Un avenir numérique centré sur l’humain
La récente réunion à l’ONU a mis en lumière les défis croissants qu’implique le développement numérique à l’échelle mondiale. Alors que l’accès à Internet est désormais considéré comme fondamental pour l’éducation, la santé et l’économie, il est crucial de reconnaître que des millions de personnes, en particulier dans les pays en développement, continuent d’être exclus de ces avancées. Le constat est simple : davantage d’efforts sont nécessaires pour garantir que la technologie serve réellement l’humanité et ne creuse pas les inégalités.
Les discussions à l’ONU ont également souligné l’importance d’une gouvernance responsable des technologies émergentes, telles que l’intelligence artificielle. Même si l’innovation progresse rapidement, les mesures réglementaires peinent souvent à suivre le rythme. Cette situation pose un véritable défi : comment veiller à ce que notre avancement technologique ne vienne pas au détriment de nos droits humains et de la confiance du public dans les systèmes numériques ?

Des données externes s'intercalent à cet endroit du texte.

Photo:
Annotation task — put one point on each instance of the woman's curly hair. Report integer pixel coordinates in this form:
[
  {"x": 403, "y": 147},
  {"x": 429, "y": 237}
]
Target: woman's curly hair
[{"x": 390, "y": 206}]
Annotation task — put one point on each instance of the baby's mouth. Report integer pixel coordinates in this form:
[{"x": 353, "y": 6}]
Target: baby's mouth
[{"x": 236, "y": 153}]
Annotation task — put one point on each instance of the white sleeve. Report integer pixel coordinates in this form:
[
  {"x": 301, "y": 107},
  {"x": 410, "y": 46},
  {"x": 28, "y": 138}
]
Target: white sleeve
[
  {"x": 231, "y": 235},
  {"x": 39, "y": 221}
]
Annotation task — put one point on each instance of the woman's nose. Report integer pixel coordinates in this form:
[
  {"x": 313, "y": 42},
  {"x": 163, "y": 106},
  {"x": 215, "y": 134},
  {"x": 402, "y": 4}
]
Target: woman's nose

L’engagement des nations à forger un avenir inclusif témoigne d’une volonté de dépasser la simple notion d’accessibilité en faveur d’un avenir où l’éthique et la protection des droits des individus sont au cœur du développement numérique. Une attention particulière doit être accordée à la formation dans les pays en développement, car un numérique réellement inclusif requiert des compétences adaptées qui permettent à tous de tirer parti des outils numériques.
En rassemblant différents acteurs, des gouvernements aux entreprises et à la société civile, cette démarche multilatérale est indispensable pour construire un cadre où l’innovation et les valeurs humaines coexistent harmonieusement. Le chemin à parcourir est semé d’embûches, mais cet engagement affirmé vers un avenir numérique centré sur l’humain est une étape déterminante pour réduire les fractures numériques et bâtir une société plus équitable.
FAQ sur l’engagement des nations pour un avenir numérique centré sur l’humain
Quelle est l’objectif principal de la réunion de haut niveau à l’ONU ? Cette réunion vise à établir un avenir numérique centré sur l’humain, tout en renforçant les protections autour de l’IA.
Que signifie “société de l’information centrée sur l’humain” ? Il s’agit d’une vision où les technologies numériques sont développées et utilisées pour répondre aux besoins humains, tout en promouvant l’inclusion et le respect des droits de chaque individu.
Quelles actions doivent être entreprises pour réduire les inégalités numériques ? Les participants ont convenu de la nécessité d’accélérer les efforts pour fermer les écarts numériques en investissant dans l’infrastructure numérique et les compétences.
Pourquoi l’accès à Internet est-il si important ? L’accès à Internet est essentiel pour des services tels que la télémedecine, l’éducation en ligne et les services financiers numériques, car il participe à améliorer la qualité de vie et l’accès à des ressources vitales.
Quel est l’impact de l’IA sur les droits humains ? Le développement rapide de l’IA soulève des questions sur la protection des droits humains, ce qui nécessite une gouvernance responsable pour s’assurer que ces technologies bénéficient à tous.
Quelles sont les nouvelles priorités établies par les nations ? Les pays ont affirmé leur engagement à créer un avenir numérique basé sur les droits humains, avec des actions rapides pour réduire les écarts numériques, investir dans les infrastructures et améliorer la gouvernance des données.
Comment les États membres comptent-ils renforcer la gouvernance de l’IA ? Ils ont prévu d’établir un Panneau scientifique international indépendant sur l’IA et de lancer un dialogue mondial sur la gouvernance de l’IA en 2026.
Quelle est la place de la société civile dans cette démarche ? La collaboration entre gouvernements, industrie et société civile est primordiale, car elle permet de façonner un avenir numérique qui répond aux besoins des citoyens et des communautés.